Paul earned three Emmys for his supporting role on Breaking Bad, and in El Camino he delivers a mesmerizing lead performance that proves he deserves a spot on Hollywood’s A-list. (In truth, it should put him in the Oscar conversation, but this is a TV sequel distributed by Netflix that won’t meet the Academy’s eligibility requirements.) Fully re-inhabiting a role he hadn’t played for years, he endows Jesse with the same mix of (waning) goofiness and (escalating) existential terror that propelled him through the finale. Yet the movie, which contains as many nail-biting moments as the show used to spread over a full season, gives him something new to be: an action hero—albeit a uniquely conflicted, exhausted and in many ways broken one.

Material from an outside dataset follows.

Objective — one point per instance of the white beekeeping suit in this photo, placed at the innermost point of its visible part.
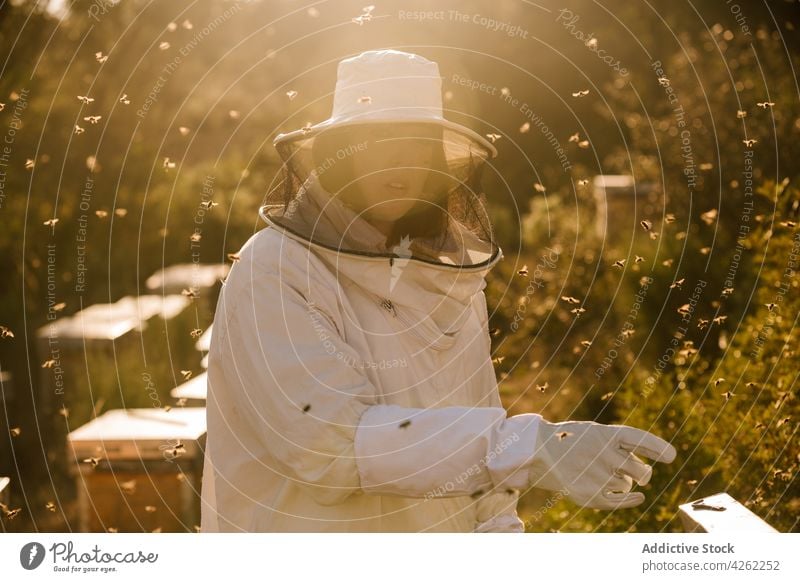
(351, 386)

It’s to the credit of Gilligan, who wrote and directed the film, that it feels like a continuation of Breaking Bad without also feeling like merely an extra-long TV episode. It’s a true movie, with the taut pacing, satisfying conclusion and grand visual scale that distinction implies. The big screen does justice to the same detailed sound design and nimble camera work—replete with destabilizing effects such as scenes that open from bizarre vantage points or follow heretofore unknown characters—that made for one of the most cinematic series in the history of television. In place of the show’s deep orange mesas and azure sky, Gilligan offers desiccated, beautifully barren beige vistas, as though this city in the desert has been drained of all possibility for Jesse. Even if you have a Netflix subscription, this harsh splendor is worth the price of a movie ticket. (Whether or not you make it to the theater, please—please—don’t watch this on your phone.)

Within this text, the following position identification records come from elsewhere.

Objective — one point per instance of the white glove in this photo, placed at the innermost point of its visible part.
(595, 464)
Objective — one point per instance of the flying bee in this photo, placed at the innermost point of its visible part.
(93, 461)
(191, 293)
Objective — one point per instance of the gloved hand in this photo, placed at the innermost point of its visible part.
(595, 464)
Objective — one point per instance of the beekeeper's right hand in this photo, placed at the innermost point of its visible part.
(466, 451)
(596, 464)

Aside from a few unnecessary character cameos, most of which you could easily guess but none of which I will spoil here, El Camino avoids the pitfalls of this year’s many feature-length sequels to TV shows. There’s little of the fan-service inanity that abounded in the Downton Abbey film and none of the sentimental self-indulgence of Transparent’s insufferable musical finale. Like AMC’s Breaking Bad prequel Better Call Saul, as well as morally flexible saloon owner Al Swearengen’s (Ian McShane) storyline in HBO’s Deadwood: The Movie, it completes the unfinished portrait of a character who remains on viewers’ minds.
There’s a unique potency to the connections we form with the fictional people on TV, which at its best combines the vividness of movies, the intimacy of books and the seriality of comics. Sometimes we remember them with the same wistfulness that colors our memories of friends with whom we’ve lost touch. That goes double for Jesse Pinkman, an audience surrogate who served as the tortured conscience of a criminal demimonde populated by milquetoast psychos (Walt, Todd, Gus Fring) and sad, irredeemably compromised men like Saul Goodman (Bob Odenkirk) and Mike Ehrmantraut (Jonathan Banks).

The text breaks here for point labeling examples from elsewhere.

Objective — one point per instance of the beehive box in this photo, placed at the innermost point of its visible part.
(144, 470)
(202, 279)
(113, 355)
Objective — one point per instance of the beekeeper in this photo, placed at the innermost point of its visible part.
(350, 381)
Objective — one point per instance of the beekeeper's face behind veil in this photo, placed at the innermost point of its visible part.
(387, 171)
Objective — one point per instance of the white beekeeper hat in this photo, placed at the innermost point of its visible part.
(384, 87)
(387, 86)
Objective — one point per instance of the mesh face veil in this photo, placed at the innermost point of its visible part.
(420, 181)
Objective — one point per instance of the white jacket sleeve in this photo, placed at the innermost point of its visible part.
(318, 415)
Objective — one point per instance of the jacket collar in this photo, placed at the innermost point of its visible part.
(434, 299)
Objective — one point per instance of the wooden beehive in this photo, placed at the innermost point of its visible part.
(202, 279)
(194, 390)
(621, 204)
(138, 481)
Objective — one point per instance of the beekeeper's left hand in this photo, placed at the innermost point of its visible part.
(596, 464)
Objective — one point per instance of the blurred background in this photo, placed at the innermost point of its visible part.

Joining a Breaking Bad Televisual Universe that is also a moral universe, one that weighs the soul of each protagonist in turn, El Camino makes space in the trilogy for hope. In Walt, Gilligan illustrated how a meek facade can conceal bottomless malice. Saul Goodman is what happens when a person with good intentions is incapable of following society’s rules. But going into El Camino, Jesse’s soul still hangs in the balance. In order to escape his old life, he’s going to have to prove that he’s smart and strong enough to make it on his own. And we can’t help but worry for him—in part because it’s so easy to imagine ourselves behind the wheel of that getaway car. What choice do we have but to see his story through to the end?